9 July 2025 9:01 PM IST

  • Apex Courts Judgements Apply Retrospectively Unless Expressly Stated: Punjab & Haryana High Court

    The Punjab and Haryana High Court has held that judgments delivered by the Supreme Court apply retrospectively unless explicitly stated otherwise.The case pertains to application of the recent M/s Celestium Financial vs. A. Gnanasekaran, wherein the Apex Court held that a complainant in a cheque dishonour case for the offence under Section 138 of the Negotiable Instruments Act, is a...

    The Punjab and Haryana High Court has held that judgments delivered by the Supreme Court apply retrospectively unless explicitly stated otherwise.

    The case pertains to application of the recent M/s Celestium Financial vs. A. Gnanasekaran, wherein the Apex Court held that a complainant in a cheque dishonour case for the offence under Section 138 of the Negotiable Instruments Act, is a "victim" within the meaning of Section 2(wa) of the CrPC [Section 2(y) of BNSS], who can file an appeal against acquittal.

     Justice Sumeet Goel said, "Conversely, a definitive pronouncement emanating from the Apex court, by its very nature, operates retrospectively, unless specifically directed otherwise. This fundamental distinction inheres in the very essence of judicial review: a judgment serves not as an act of legislative creation, but rather as an authoritative exposition and clarification of the existing law."

    The Court further said that, "It merely illuminates the true import and construction of a statute or provision, declaring its inherent meaning as it ought to have been understood and applied ab initio, from the precise moment of its legislative genesis."

    Consequently, its retrospective application becomes a jurisprudential imperative, it concluded.

    The judge explained that, "The logical corollary of this doctrine is that a judicial decision, particularly one articulating a seminal principle of law, extends its pervasive influence to all matters, irrespective of their stage of pendency across various adjudicatory fora."

    The Court said that the above conclusion is further buttressed by the venerable rationale that the raison d'ĂȘtre of the judiciary is not to "pronounce a new law but to maintain and expound the old one."

    Judges Do Not Act As Legislator But Expositor

    "The judicial function, therefore, is inherently one of discovery, not of creation; the judge acts not as a legislator proprio motu, but as an expositor, meticulously unearthing the latent meaning of the law. The court's declaration is thus a recognition of an enduring truth, not the genesis of a novel legal reality," the Court said.

    These observations were made while hearing the appeal against acquittal in a complaint filed by the appellant u/s138 of the Negotiable Instruments Act.

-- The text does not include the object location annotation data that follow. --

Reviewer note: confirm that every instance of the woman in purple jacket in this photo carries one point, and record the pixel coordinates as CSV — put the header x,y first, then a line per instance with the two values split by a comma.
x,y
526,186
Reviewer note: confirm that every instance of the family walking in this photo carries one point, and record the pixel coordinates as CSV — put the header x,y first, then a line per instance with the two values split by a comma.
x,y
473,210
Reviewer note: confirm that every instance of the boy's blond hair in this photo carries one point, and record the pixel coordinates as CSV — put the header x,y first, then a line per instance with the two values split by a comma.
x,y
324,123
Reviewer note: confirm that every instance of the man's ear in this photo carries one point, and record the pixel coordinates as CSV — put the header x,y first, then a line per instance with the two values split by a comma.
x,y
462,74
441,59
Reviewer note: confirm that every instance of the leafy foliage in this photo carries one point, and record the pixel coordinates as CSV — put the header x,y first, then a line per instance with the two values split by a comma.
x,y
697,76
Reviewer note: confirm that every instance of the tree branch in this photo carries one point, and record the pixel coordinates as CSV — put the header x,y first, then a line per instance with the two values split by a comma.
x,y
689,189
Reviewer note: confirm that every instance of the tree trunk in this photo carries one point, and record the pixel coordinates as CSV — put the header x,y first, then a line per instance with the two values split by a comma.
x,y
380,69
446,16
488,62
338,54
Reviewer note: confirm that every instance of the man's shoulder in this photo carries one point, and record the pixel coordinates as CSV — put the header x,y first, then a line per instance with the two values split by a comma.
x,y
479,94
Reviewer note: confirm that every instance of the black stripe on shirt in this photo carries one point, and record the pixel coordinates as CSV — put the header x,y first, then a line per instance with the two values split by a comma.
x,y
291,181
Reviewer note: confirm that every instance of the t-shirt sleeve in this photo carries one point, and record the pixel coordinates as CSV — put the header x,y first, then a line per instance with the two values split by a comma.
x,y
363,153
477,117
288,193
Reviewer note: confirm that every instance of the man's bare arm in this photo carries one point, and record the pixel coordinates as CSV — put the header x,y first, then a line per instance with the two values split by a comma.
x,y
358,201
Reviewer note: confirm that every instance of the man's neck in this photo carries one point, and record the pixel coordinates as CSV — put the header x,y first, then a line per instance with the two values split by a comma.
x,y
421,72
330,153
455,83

Alongwith an appeal, an application for grant of leave has also been preferred under Section 378(4) Cr.P.C.

    During the hearing, the argument was raised that Celestium Financial case will nit be applicable to the present case because the complaint was filed before the pronouncement of the judgement by the Supreme Court. 

    Rejecting the same, the Court said, "It is a well-established canon of statutory construction that the force and effect of a legislative enactment are, as a general rule, deemed prospective in their application, unless a clear and unequivocal legislative intent for retroactivity is expressly articulated within its provisions."

    In context of the present case, Justice Goel explained that the parameters governing the consideration of an appeal under the proviso to Section 372 Cr.P.C. or Section 413 BNSS and those applicable to an appeal under Section 378(4) Cr.P.C or 419(4) BNSS are distinctly dissimilar, with the former possessing a markedly wider amplitude in scope as compared to the latter.

    In the light of the above, the Court remitted the appeal to the Sessions Judge, Mahindergarh at Narnaul with a direction to treat the same as having been filed under Section 372 of CrPC.

     S.K. Yadav, Advocate for the appellant.